Yasumasa Takagi (Great Big Story, 2020)Pernahkah kalian memikirkan jika bagaimana KitKat di Jepang dapat meningkatkan lebih dari 400 macam rasa? Dibalik keberhasilan peningkatan macam produk KitKat, mereka mempunyai beberapa chef pastry khusus bekerja saat membuat macam rasa KitKat. Salah satunya chef pastry populer yang bekerja di bagian peningkatan macam rasa KitKat ialah Yasumasa Takagi. Dibalik kreasinya, dia sudah menyumbangkan lebih dari 50 macam rasa untuk KitKat (Rahmawati, 2020).

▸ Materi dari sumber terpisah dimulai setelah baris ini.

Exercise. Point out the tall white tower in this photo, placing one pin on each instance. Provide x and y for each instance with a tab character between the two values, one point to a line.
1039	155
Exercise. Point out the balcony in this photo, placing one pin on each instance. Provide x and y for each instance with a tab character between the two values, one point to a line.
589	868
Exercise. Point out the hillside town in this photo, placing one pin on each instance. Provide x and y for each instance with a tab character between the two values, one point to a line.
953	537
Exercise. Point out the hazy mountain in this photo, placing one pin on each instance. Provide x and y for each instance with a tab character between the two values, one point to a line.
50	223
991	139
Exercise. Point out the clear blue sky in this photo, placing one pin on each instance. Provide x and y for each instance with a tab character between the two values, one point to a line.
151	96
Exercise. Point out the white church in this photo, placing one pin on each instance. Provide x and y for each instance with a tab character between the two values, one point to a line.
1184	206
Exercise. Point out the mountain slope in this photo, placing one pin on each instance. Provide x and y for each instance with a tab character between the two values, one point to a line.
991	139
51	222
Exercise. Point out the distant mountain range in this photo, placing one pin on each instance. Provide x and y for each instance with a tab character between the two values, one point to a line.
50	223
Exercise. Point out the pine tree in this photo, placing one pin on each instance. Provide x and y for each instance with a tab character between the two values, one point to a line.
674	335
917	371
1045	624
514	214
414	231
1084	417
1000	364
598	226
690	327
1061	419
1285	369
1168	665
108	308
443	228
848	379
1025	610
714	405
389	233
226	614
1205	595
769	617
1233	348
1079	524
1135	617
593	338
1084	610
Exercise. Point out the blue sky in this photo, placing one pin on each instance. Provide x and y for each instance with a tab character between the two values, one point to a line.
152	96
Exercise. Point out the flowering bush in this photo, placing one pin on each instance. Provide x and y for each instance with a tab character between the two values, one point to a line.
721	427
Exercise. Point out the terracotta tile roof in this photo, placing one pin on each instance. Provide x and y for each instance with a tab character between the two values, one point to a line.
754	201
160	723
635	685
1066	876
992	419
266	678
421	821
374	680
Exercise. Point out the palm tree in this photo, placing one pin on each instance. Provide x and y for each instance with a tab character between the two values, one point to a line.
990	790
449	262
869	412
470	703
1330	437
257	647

Sudah pasti jika Nestle, perusahaan yang mengepalai KitKat, mempunyai argumen kenapa mereka memakai chef-chef pastry sebagai faksi yang bertanggungjawab di peningkatan macam rasa KitKat. Chef dikenali sebagai karier yang mempelajari di bagian makanan. KitKat memakai chef pastry sebagai figure yang bertanggungjawab di peningkatan produknya supaya customer memercayai jika pengembangan produk KitKat ditanggung kualitas dan rasa.

– Social Proof:

Konsep ini benar-benar umum terjadi di kelompok wisatawan saat berkunjung Jepang. Ada kitkat dimana saja dan kerap kelihatan warga lokal yang suka makan KitKat. Reputasi, jumlah customer, dan advertensi mereka yang dimana saja jadi bukti yang lebih dari cukup buat memberikan keyakinan konsumen akan integritas Kitkat.

– Unity:

Meskipun Nestle dan KitKat bukan merek yang dari Jepang, tapi beberapa produk dan promosi pemasaran yang ditampilkan oleh KitKat kerap mempresentasikan budaya dan nilai Jepang. Beberapa misalnya seperti iklan ini (jika dapat diperlihatkan sebagai window atau tab yang dapat dipencet) misalnya:

– Iklan yang menafsirkan Kitkat dengan musim teh hijau ciri khas Jepang (Matcha)
– Bahkan juga Kitkat membuat iklan dengan kearifan Kamen Pembalap (Acara asal Jepang) dan masih tetap menambah “kearifan lokal” dari Indonesia.
Kece bukan team pemasarannya KitKat? Mereka sukses memimpin pasar satu negara dengan memakai budaya yang telah ada, terus meningkatkan produk mereka untuk sesuaikan dengan pasar yang stabil berbeda, dan ikuti strategi-taktik yang membuat jalinan di antara mereka. Keberhasilan KitKat berada pada kekuatannya untuk selalu menyesuaikan dan meningkatkan produk mereka supaya lebih disukai Jepang, sampai semua Dunia.

Penutup

Ramainya pemasaran KitKat di Jepang dengan diawali rutinitas dan budaya yang telah ada. Rutinitas warga yang menyukai memberikan hadiah dalam bermacam-macam (dalam kasus ini benda yang bawa peruntungan). Dapat disebutkan bila KitKat membuat supaya produk mereka diasumsikan dengan peruntungan lewat peristiwa self-fulfilling prophecy dan classical conditioning. Disamping itu, influensi berperanan besar dalam bawa daya magnet ke customer untuk beli beberapa produk yang dijajakan.

Aku berterima kasih untuk kawan dekat aku, Vincent Kris Si karena telah bekerjasama dalam kerjakan artikel ini!